Ainsi, 95 % des lignes tarifaires agricoles de l'UE applicables aux marchandises canadiennes seront exemptes de droits, comparativement à 18,2 % actuellement. Plusieurs produits québécois, dont le sirop d'érable (tarif actuel de 8 %), les jus de fruits (en moyenne 18 %), le jus de canneberge (14 %) et les préparations alimentaires (12 % et plus), seront avantagés. De même que les petits fruits, dont les droits tarifaires pouvaient atteindre 17,6 % pour les canneberges (séchées, sucrées), 12 % pour les bleuets congelés ou encore 24 % pour les confitures et gelées.

Le Québec, premier exportateur canadien de viande de porc, profitera d'un contingent supplémentaire de 75 000 tonnes sans droits de douane, qui sera alloué au Canada. Les tarifs douaniers sur les produits transformés du porc seront éliminés. L'UE accordera aussi un contingent tarifaire de 50 000 tonnes de boeuf et de veau.

De plus, 95,5 % des lignes tarifaires européennes liées aux produits de la mer seront en franchise de droits dès l'entrée en vigueur de l'accord. À terme, toutes les exportations de produits marins du Québec vers l'UE entreront sans droits de douane.
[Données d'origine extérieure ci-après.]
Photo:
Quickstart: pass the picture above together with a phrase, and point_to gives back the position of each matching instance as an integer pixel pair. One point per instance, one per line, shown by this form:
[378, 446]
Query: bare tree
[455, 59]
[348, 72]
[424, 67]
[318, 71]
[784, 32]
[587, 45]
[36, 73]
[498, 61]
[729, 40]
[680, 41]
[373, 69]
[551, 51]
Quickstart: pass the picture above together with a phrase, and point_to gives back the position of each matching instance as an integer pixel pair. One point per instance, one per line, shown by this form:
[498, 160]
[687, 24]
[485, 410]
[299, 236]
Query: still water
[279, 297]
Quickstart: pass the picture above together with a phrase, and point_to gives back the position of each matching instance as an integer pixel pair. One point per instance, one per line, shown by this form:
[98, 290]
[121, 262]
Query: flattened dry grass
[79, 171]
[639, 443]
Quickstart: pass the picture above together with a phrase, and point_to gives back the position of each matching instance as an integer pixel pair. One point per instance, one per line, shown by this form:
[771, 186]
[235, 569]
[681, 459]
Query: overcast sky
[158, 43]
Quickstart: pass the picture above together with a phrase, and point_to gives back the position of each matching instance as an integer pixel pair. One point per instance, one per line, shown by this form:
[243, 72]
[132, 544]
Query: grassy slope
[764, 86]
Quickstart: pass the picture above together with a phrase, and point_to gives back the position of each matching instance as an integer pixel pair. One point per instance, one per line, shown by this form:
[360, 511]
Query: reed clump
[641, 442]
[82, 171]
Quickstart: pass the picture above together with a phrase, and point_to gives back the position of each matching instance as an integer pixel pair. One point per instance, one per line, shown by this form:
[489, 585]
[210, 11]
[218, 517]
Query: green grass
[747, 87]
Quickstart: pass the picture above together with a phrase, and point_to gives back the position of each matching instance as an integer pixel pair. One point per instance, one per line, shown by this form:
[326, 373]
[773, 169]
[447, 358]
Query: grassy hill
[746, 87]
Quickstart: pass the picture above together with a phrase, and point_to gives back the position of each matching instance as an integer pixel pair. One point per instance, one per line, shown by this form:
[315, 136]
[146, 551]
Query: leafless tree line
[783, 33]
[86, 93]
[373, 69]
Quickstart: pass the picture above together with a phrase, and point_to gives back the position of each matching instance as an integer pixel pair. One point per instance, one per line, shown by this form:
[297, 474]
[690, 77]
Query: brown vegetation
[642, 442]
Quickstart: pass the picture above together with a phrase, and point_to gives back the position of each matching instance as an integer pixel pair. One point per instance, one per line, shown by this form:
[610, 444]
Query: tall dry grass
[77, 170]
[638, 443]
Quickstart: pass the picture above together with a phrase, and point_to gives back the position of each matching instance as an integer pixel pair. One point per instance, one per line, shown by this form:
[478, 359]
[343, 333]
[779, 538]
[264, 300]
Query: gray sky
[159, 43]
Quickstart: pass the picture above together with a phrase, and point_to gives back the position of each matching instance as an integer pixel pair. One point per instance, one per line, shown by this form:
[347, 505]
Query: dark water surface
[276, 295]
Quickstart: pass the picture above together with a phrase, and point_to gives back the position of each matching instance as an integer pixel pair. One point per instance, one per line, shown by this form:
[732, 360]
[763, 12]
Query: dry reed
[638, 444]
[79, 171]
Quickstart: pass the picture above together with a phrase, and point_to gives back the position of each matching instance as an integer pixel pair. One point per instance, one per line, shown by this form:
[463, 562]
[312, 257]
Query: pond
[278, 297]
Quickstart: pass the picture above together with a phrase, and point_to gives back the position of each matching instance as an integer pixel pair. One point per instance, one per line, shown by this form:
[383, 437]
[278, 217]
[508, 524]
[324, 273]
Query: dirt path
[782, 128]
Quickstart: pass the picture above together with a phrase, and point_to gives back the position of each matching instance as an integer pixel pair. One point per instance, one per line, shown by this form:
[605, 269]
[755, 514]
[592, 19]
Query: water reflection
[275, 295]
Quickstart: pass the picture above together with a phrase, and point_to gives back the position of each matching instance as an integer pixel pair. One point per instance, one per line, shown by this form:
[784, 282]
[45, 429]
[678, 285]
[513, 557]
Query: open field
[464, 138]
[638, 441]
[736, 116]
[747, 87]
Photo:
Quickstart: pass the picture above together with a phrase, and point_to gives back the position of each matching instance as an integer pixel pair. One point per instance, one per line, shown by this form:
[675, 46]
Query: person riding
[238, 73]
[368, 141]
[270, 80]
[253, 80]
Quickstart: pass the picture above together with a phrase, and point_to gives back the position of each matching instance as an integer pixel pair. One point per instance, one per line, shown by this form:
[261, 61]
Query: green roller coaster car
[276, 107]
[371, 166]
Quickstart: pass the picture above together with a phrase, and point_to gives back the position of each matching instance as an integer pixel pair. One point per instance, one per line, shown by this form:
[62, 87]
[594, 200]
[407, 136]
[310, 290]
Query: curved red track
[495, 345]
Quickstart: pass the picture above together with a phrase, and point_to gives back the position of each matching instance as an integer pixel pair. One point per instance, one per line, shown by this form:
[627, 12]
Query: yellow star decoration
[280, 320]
Les droits actuels de l'UE appliqués au poisson et aux fruits de mer sont de 11 % en moyenne et peuvent atteindre 25 %.

Les crevettes congelées (12 %), le homard vivant (8 %) et la morue salée et séchée (13 %) bénéficieront d'une libéralisation tarifaire immédiate. Les droits de douane sur le homard surgelé (6 %) ou transformé (20 %) seront éliminés progressivement sur trois et cinq ans.

La suppression des droits de douane sur les véhicules motorisés légers pour le transport de marchandises (droits de douane actuels jusqu'à 22 %), les véhicules motorisés pour plus de 10 personnes (jusqu'à 16 %) et les véhicules motorisés pour le transport de passagers (jusqu'à 10 %) s'échelonnera sur une période de trois, de cinq et et de sept ans respectivement.

À terme, tous les produits industriels échangés entre le Canada et l'UE le seront sans droits de douane.

L'AECG prévoit un mécanisme de règlement des différends, inspiré de celui prévu à l'Organisation mondiale du commerce, qui permettra à des tiers indépendants de trancher en cas de désaccord sur l'interprétation ou l'application de l'accord. Les recours commerciaux et ceux portant sur la concurrence, l'environnement, le travail et les subventions sont toutefois exclus en totalité ou en partie.